Re: [Condor-users] When condor_restart from central manager worker node doesn't join pool or not rapidly

Mailing List Archives Public Access	UW Madison Computer Sciences Department Computer Systems Lab

On Thu, Apr 29, 2010 at 6:00 AM, michele pierri <pierm4ci@xxxxxxxx> wrote:

Hi,
When I type condor_restart from central manager I have this case:
1)Also after a lot of minutes typing condor_status -any I say only the DaemonMaster of worker node in the list,but not the job machine.
2)After about ten/twenty minutes condor_status return job and daemonmaster of worker node.

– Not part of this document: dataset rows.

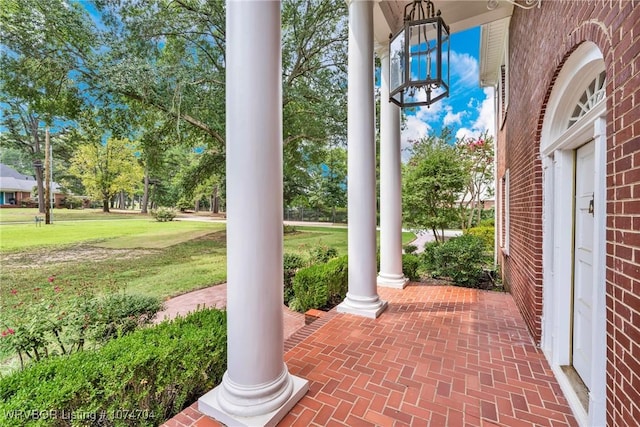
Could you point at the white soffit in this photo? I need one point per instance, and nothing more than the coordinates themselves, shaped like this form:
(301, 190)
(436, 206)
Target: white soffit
(492, 49)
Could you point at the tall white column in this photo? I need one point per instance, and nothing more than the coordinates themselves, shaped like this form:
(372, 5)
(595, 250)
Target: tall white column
(391, 274)
(362, 297)
(257, 388)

If I type from worker node condor_restart, it join the pool and condor_status show it after few second.

Thanks in advance.

What may be the problem?

Tricky. Here are a couple of thoughts:

Is hostname <-> IP resolution taking a long time for this machine? If it is, could be it's taking Condor a long time to verify remote admin commands aren't being spoofed before it accepts and acts on the request. That seems like a long shot, but it's not improbable.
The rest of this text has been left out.